The endearing elements of Pride – the ridiculousness of Mrs Bennett; the parrying between Darcy and Liz; the insightful, ever-polite snipes – are still there. Darcy is updated as a neurosurgeon and Mr Bingley (Chip) is fresh from appearing on ‘Eligible’, a ‘Bachelor’-like reality tv show (which everyone claims not to watch).
“Did you really never watch Eligible when Chip was on?”
“She’s never watched any of Eligible,” Liz said. “She’s like a unicorn.”
“Oh, Chip’s season was fantastic,” Charlotte said. “There was an actual physical fight involving ripped-out hair extensions.”
The lessons in love are updated but unchanged – Liz, interviewing a prominent feminist (a reimagined Lady Catherine de Bourgh), is told “There’s no shame in devoting yourself to another person, as long as he devotes himself to you in return.”
Likewise, Sittenfeld doesn’t shy away from updating the ‘prejudice’ elements of the story, taking jabs at the hypocrisy and absurdity inherent in our current ‘politically correct’ society –
…if Liz had learned that anybody in her social circle in New York had eloped with someone transgender, she’d have greeted the news with support; she might have even felt that self-congratulatory pride that heterosexual white people are known to experience due to proximate diversity.
Some Austen fans will detest this book (it’s vulgar!
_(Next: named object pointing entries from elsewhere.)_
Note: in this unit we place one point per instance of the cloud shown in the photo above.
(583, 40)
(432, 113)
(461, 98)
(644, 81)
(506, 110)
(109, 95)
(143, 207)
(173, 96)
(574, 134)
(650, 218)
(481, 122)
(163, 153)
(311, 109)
It’s all too obvious!) but keep in mind that it’s not intended to replace Pride, or better it – I’m sure Sittenfeld is happy to leave the one-upmanship to Mrs Bennett. I thoroughly enjoyed Eligible for what it was – light and entertaining.
4/5 Delightful fluff.
I received my copy of Eligible from the publisher, Random House, via NetGalley, in exchange for an honest review. Note that Eligible is part of The Austen Project, in which 21st-century authors retell Austen’s novels in a contemporary setting.
There was only one thing for Eligible – a ‘4-Way’ from what I understand is a Cincinnati institution, Skyline Chili. It’s spaghetti covered with chili, cheese and onions or beans.
As part of the 20 Books of Summer reading challenge, I’m comparing the Belfast summer and Melburnian winter. The results for the day I finished this book (July 28): Belfast 12°-18° and Melbourne 9°-14°.